Que voyez-vous encore comme autres différences ?
"Le trafic. En WEC, tu n’as pas deux tours identiques. Un tour tu dépasses sept voitures, le suivant trois puis une fois aucune. Tu passes parfois par la droite, par la gauche, il faut plus improviser. Et puis il y a le pilotage de nuit. OK, j’ai déjà roulé de nuit à Singapour ou à Bahrein, mais c’est éclairé comme en plein jour. On ne roule pas à la lueur des phares. Même à Daytona, c’était fort illuminé la nuit. Tandis que j’ai testé dans le simulateur pour le Mans et là il fait vraiment très noir."
Il y a aussi le fait de partager son volant avec des équipiers.
"Oui et c’est plutôt quelque chose qui me plaît.
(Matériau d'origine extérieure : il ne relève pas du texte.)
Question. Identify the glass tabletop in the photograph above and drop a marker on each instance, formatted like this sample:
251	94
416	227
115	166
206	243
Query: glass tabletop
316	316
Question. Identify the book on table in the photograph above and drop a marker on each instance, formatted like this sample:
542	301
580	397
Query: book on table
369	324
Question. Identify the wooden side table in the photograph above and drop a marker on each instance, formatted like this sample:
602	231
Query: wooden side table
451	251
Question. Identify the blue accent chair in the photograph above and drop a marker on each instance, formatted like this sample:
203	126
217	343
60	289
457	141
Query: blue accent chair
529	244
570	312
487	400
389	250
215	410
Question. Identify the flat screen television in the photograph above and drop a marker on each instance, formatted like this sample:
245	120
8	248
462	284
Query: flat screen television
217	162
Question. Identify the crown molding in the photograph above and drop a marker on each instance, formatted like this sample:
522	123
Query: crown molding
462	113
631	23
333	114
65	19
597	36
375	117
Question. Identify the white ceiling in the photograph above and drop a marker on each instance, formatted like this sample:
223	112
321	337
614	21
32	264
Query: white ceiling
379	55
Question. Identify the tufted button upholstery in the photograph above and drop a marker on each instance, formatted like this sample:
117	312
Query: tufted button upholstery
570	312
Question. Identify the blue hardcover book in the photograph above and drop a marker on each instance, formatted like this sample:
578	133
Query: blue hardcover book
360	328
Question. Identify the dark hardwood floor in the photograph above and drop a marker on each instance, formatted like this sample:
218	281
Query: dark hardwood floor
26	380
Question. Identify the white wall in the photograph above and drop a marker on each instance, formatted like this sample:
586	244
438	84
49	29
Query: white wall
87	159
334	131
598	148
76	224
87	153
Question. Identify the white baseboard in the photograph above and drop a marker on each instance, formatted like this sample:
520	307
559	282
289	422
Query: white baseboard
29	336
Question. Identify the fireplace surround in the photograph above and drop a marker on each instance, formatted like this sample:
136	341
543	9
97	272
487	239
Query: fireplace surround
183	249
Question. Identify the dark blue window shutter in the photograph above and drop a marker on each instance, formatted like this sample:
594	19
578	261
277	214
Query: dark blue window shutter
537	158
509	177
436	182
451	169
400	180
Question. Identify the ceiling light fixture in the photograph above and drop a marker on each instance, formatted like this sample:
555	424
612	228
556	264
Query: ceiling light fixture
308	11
Vous apprenez beaucoup en discutant avec vos équipiers. Franchement, l’ambiance est très bonne entre nous. On a créé un petit groupe Whatsapp et on s’envoie régulièrement des messages. C’est très ouvert, un de mes meilleurs teams sur ce plan-là. J’aime bien cet esprit de l’endurance, l’esprit d’équipe. On peut voyager et manger le soir entre équipiers. Cela n’arrive pas en F1. Mais cela ne pourrait pas fonctionner ainsi en GP. Ce sont deux mondes différents."
Qu’est-ce qui vous a surpris le plus en endurance ?
"La rapidité pour réparer ces autos après un crash. En F1, quand tu as un crash, c’est terminé. Ici, tu fais tout pour ramener l’auto au stand, il la répare en un temps record et elle reprend la piste."
Cela ne va pas vous faire bizarre de voir passer votre voiture derrière le mur et de devoir attendre avant de monter dedans ?
"Non, si vous saviez le temps que j’ai déjà dû attendre ma voiture dans le stand ces trois dernières années…"
On dit que vous voulez égaler la triple couronne de Graham Hill en gagnant Monaco, le Mans et Indianapolis, les trois plus grandes courses du monde. Cela signifie que si vous vous imposez dans la Sarthe cette année ou la suivante vous retournerez à Indy ?
"On n’en est pas encore là. Il faut d’abord que je gagne Le Mans. Mais je sais en effet que j’’aurai encore l’opportunité dans le futur de rouler à Indianapolis et de tenter de m’y imposer."
Vous sentez-vous prêt pour vos grands débuts en WEC ce week-end ?
"Je me sens nettement mieux préparé que je ne l’étais à Indianapolis l’an dernier. J’ai déjà disputé des courses de 24h de kart puis Daytona pour m’habituer à la gestion du trafic, au pilotage de nuit. Cela va aller. J’ai encore des choses à apprendre bien sûr, mais je me sens de plus en plus confortable dans cette auto. Je suis prêt à attaquer Spa et l’Eau rouge à fond."